Python Forum
Statsmodels Multiple Regression Syntax Error - Printable Version

+- Python Forum (https://python-forum.io)
+-- Forum: Python Coding (https://python-forum.io/forum-7.html)
+--- Forum: Data Science (https://python-forum.io/forum-44.html)
+--- Thread: Statsmodels Multiple Regression Syntax Error (/thread-34088.html)



Statsmodels Multiple Regression Syntax Error - Burger - Jun-24-2021

I've been able to use the statsmodels.api regression when assigning variables to x and y with no issues, however, now I am trying to use the statsmodels.formula.api to to run a multiple regression that includes 1 categorical variable while utilizing the formual= function. I'm familiar with regression models in R, but now I'm switching over to Python and running into issues.

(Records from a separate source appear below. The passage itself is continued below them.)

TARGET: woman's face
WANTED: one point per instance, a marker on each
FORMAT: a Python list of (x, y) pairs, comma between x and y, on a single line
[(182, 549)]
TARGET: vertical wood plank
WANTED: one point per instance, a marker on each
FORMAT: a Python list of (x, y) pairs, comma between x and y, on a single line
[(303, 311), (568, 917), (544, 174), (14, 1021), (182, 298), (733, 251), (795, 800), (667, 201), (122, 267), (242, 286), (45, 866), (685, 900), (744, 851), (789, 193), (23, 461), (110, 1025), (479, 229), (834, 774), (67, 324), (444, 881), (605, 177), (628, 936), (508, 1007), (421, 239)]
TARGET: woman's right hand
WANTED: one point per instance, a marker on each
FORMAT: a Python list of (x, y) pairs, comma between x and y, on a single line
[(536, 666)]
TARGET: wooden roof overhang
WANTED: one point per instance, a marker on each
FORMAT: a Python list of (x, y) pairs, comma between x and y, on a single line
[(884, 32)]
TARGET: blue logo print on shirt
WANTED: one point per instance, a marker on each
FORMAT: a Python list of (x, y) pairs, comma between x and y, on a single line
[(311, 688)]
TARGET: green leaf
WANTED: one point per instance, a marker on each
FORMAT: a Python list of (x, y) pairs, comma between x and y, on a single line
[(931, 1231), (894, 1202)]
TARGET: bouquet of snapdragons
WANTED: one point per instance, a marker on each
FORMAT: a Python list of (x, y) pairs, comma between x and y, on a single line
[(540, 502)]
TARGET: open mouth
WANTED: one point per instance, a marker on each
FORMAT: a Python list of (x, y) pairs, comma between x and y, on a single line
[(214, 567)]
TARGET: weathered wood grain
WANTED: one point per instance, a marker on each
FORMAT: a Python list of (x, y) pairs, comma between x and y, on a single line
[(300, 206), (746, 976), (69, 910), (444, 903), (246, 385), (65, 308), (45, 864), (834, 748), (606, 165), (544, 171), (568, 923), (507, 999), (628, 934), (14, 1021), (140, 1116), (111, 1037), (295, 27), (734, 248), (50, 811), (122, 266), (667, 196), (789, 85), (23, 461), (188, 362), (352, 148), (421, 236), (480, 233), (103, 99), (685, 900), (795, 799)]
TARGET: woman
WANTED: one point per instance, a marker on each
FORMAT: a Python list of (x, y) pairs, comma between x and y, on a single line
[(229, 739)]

I keep getting the following error:

File "<unknown>, Line 1

C(Work Country)

SyntaxError: invalid syntax



The code I am running that is causing the error is below:

import pandas
import pandas as pd
import numpy as np
import matplotlib.pyplot as plt
import openpyxl
import statsmodels.formula.api as smf
import statsmodels.formula.api as ols

df = pd.read_excel('C:/File/data1')

model = smf.ols(formula= 'Age ~ C(Work Country) + Height', data = df).fit()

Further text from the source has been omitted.